VUILE JOOD. L’Humeur du jour de Jacques Frojmovics

VUILE JOOD

Décor : 

1956

Kievitstraat, cœur du petit monde juif anversois, avec ses relents de fumée de charbon, l’odeur aigrelette du bortsch, ses arrière-cours sombres et ses silhouettes en noir se rendant au schtibl. Cette même ambiance, parfois carrément misérable d’avant-guerre, bien décrite par la sœur de Isaac Bashevis Singer, Sarah Kreitman dans le roman autobiographique « Deborah ».

Je rejoignais mes trois copains hassidim de Belz, ainsi que quelques autres gamins « gentils » du quartier. Avec trois bouts de ficelle et beaucoup d’imagination, nous faisions les quatre cents coups dans la rue. On se dispute parfois bien sûr, mais rien ne dépasse les lois immuables de l’enfance.

Et puis un jour, fatalement, cela arriva.

Un des petits non-Juifs se met à hurler :

« Espèce de sale juif ! »

En patois flamand : « vuile jood ».

Là-dessus, mon petit copain Belzer, sans se démonter, lui répond du tac au tac :

« Ikh veys az ikh bin a voiler Yid, un di vest brennen in gehenem ».

Traduction libre :

« Je sais que je suis un juif gentil, et toi  par contre, tu brûleras en enfer ».

Là dessus, nous, les petits juifs, éclatâmes de rire.

Car le miracle involontaire voulait que « vuile jood » — « sale juif » en dialecte anversois — sonne presque comme « voiler Yid » en yiddish : « gentil juif ».

L’insulte se transforme en compliment.

Fast forward.

2016

Bien avant le 7 octobre, avant que le monde ne perde officiellement la tête.

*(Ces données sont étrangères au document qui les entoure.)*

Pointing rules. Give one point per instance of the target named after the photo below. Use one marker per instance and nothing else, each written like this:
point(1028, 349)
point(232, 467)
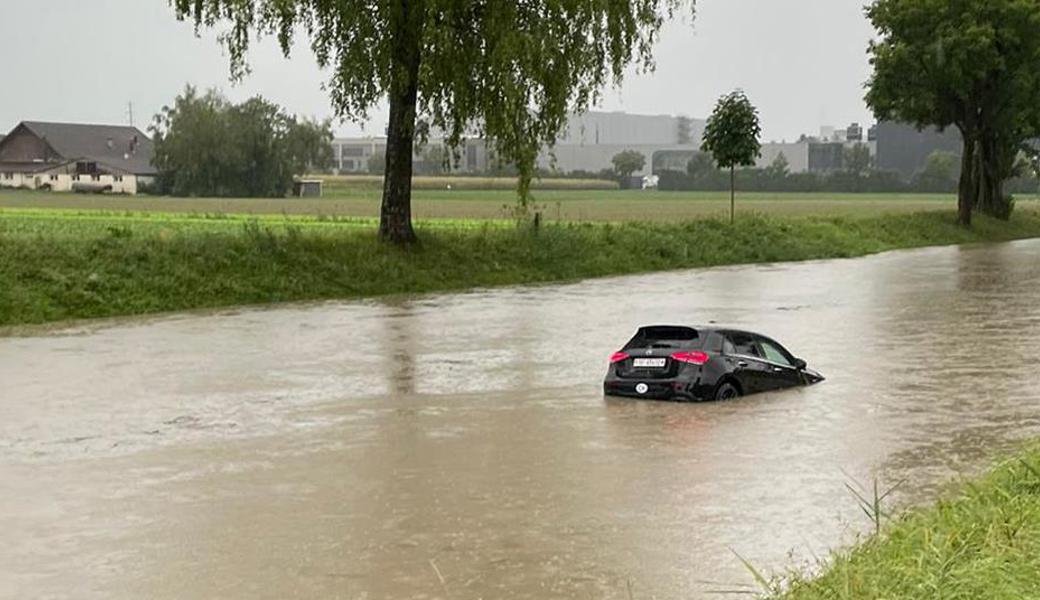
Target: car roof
point(709, 329)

Notre fille venait de faire son alya. Et voilà qu’une connaissance de ma tendre épouse, solidement installée dans les confortables certitudes de la gauche prolétarienne, lâche en apprenant la nouvelle :

« Ah… elle est partie à Gaza, évidemment ».

Sous-entendu limpide :

une personne saine d’esprit, correctement alignée du bon côté de l’Histoire, ne pouvait décemment pas avoir une fille rejoignant ces affreux colonisateurs blancs.

Même réflexe.

Même besoin presque physique de replacer le Juif du mauvais côté du miroir moral.

Sauf qu’autrefois, au moins, nous savions.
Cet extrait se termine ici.